IV-K Reconstruction Times

We report the reconstruction times needed for the reconstruction of the images with the different previously discussed methods. First, we note that the methods employing iterative reconstruction are the most demanding in terms of computational times. $kt$ -FOCUSS, $kt$ -SENSE and TV $+$ TVT are in the same range, where the reconstruction times per slice vary from approximately 110 s to approximately 180 s. The DL $+$ TV method is by far the most computationally expensive method, as the regularized inverse problem has to be solved for each coil separately. Therefore, the average overall reconstruction time per slice amounts to roughly 13 000 s, where nearly 1 500 s are needed by ITKrM [48] which replaced the computationally heavier $K$ -SVD [49], 7 800 s by the sparse coding with orthogonal matching pursuit, 310 s for the reconstruction from the sparsely approximated patches and 2 058 s for the preconditioned conjugate gradient (PCG) method.
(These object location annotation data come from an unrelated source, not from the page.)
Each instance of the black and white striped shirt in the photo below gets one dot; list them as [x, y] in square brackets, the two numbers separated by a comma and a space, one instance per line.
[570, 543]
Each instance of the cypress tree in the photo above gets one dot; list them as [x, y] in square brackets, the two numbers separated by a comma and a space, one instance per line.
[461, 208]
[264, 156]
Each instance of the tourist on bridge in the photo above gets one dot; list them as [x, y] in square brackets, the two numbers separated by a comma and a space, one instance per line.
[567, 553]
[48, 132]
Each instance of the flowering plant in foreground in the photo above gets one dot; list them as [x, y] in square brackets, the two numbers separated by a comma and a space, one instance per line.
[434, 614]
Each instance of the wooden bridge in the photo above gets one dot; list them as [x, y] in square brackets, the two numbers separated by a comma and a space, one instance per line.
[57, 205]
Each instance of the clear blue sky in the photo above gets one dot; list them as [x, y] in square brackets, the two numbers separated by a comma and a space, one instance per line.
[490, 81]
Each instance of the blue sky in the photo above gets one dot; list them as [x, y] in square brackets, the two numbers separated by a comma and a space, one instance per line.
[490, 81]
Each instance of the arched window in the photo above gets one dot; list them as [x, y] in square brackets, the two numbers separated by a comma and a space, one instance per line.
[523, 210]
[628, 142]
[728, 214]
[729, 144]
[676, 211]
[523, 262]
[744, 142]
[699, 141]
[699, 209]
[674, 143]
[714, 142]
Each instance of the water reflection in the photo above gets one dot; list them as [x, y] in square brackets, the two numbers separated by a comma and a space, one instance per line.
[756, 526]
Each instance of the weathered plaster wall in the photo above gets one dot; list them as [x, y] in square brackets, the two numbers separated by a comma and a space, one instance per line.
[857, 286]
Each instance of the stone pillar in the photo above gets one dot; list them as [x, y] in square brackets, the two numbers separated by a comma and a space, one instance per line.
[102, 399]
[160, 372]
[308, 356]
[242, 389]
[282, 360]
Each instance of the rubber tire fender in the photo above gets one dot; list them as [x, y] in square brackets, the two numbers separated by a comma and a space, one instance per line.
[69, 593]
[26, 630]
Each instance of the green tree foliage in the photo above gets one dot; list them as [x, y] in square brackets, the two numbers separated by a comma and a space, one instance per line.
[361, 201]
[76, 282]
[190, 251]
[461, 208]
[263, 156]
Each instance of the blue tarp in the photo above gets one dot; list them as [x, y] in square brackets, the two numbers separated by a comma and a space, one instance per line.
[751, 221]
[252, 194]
Note that we trained all the $2D$ U-nets on image sequences which were previously cropped to $220\times 220\times 30$ . Also, due to memory limits, the shape of the image sequences which are processed by the $3D$ U-net was $128\times 128\times 20$ . Therefore, for the methods $u_{xy}$ , $u_{xy,t}$ and $u_{xyt}$ , the $320\times 320\times 30$ image-sequences were reconstructed from patches. In particular, we used strides of size $25\times 25$ for the spatial and spatio-temporal $2D$ U-nets and strides of $32\times 32\times 5$ for the $3D$ U-net, resulting in $5\cdot 5\cdot 30=750$ , $5\cdot 5=25$ and $7\cdot 7\cdot 3=147$ samples to be processed for the reconstruction of a single slice. For our method $u_{xt,yt}^{\mathrm{img}}$ , the strides are $50$ (in $x$ - and $y$ direction), resulting in $3\cdot(220+220)$ samples to be processed per slice. Processing one sample on a Titan Xp GPU takes on average $0.0093$ s for $u_{xy}^{\mathrm{img}}$ and $u_{xy}^{\mathrm{res}}$ , $0.0236$ s for $u_{xy,t}$ , $0.0340$ s for $u_{xyt}$ and $0.0034$ s for our proposed approaches $u_{xt,yt}^{\mathrm{img}}$ and $u_{xt,yt}^{\mathrm{res}}$ . Table VII summarizes the reconstruction times for a slice of size $320\times 320\times 30$ for all the reported methods with the aforementioned strides. The times needed to denoise a slice obviously heavily depend on the number of patches the sequence is reconstructed from and could be easily reduced by using larger strides. For the $2D$ methods, one could also obtain the $320\times 320\times 30$ image sequences by directly applying the networks to the $320\times 320\times 30$ samples. Note that for the $3D$ U-net this not possible because of memory limits. The training times needed for the $2D$ CRNN cascade and the $3D$ CNN cascade amounted to approximately 1 day and 3 days and 14 hours while processing a single slice and all cardiac phases takes about 16.8 s and 8.8 s, respectively,. Note that the reconstruction of one slice involves the processing of the images of all $n_{c}=12$ coils.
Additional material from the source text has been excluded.